The Supreme Court, in
Jones v. United States,
The Eleventh Circuit in Williams expressly withheld ruling on the continued viability of the Benham holding that due process and equal protection considerations require that the state bear the burden of proof at release proceedings. The court did note that Jones required a reevaluation of this Benham holding, as the holding flowed directly from the overruled Ben-ham conclusion that the state must bear the burden of proof at commitment proceedings. In light of the Supreme Court’s rejection of the fundamental premises on which this Court built its constitutional analysis in the Court’s first Benham decision, and in light of the Supreme Court’s holding with respect to commitment hearings, the Court must conclude that the Constitution provides no right in insanity acquittees to be free of the burden of proof in release proceedings.
As for the constitutionality of a presumption of continuing mental illness based on a judgment of not guilty by reason of insanity, the Supreme Court made explicit reference to the issue in Jones v. United States.
Nor can we say that it was unreasonable for Congress to determine that the insanity acquittal supports an inference of continuing mental illness.
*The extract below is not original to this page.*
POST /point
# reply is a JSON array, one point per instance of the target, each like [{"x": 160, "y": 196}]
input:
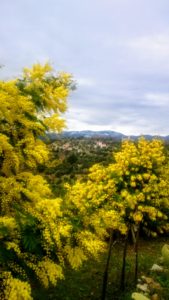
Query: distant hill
[{"x": 100, "y": 134}]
It comports with common sense to conclude that someone whose mental illness was sufficient to lead him to commit a criminal act is likely to remain ill and in need of treatment. The precise evidentiary force of the insanity acquittal, of course, may vary from case to case, but the Due Process Clause does not require Congress to make classifications that fit every individual with the same degree of relevance.
Jones v. United States,
ACCORDINGLY, the Court grants JUDGMENT FOR THE DEFENDANT in this case remanded from the Eleventh Circuit.
Notes
. This issue is now moot in light of Georgia’s amended statute that provides for a state-initiated commitment hearing.
. This Court also held that the state could not constitutionally require a court order before releasing non-dangerous insanity acquittees from mental facilities. The court of appeals held that this Court needlessly reached the constitutional issue, as the state required a court order only for dangerous insanity acquittees. As the statute governing the release of insanity acquittees was amended subsequent to the court of appeals’ decision, the plaintiffs raise again in their briefs on remand the question of the constitutionality of treating insanity acquittees differently from other committees to mental hospitals by requiring a court order for release. In light of the Supreme Court’s ruling in
Jones,
however, it can no longer be argued that this difference in treatment violates the Equal Protection clause. As for due process, the adversarial proceeding provided by the Georgia scheme satisfies constitutional requirements.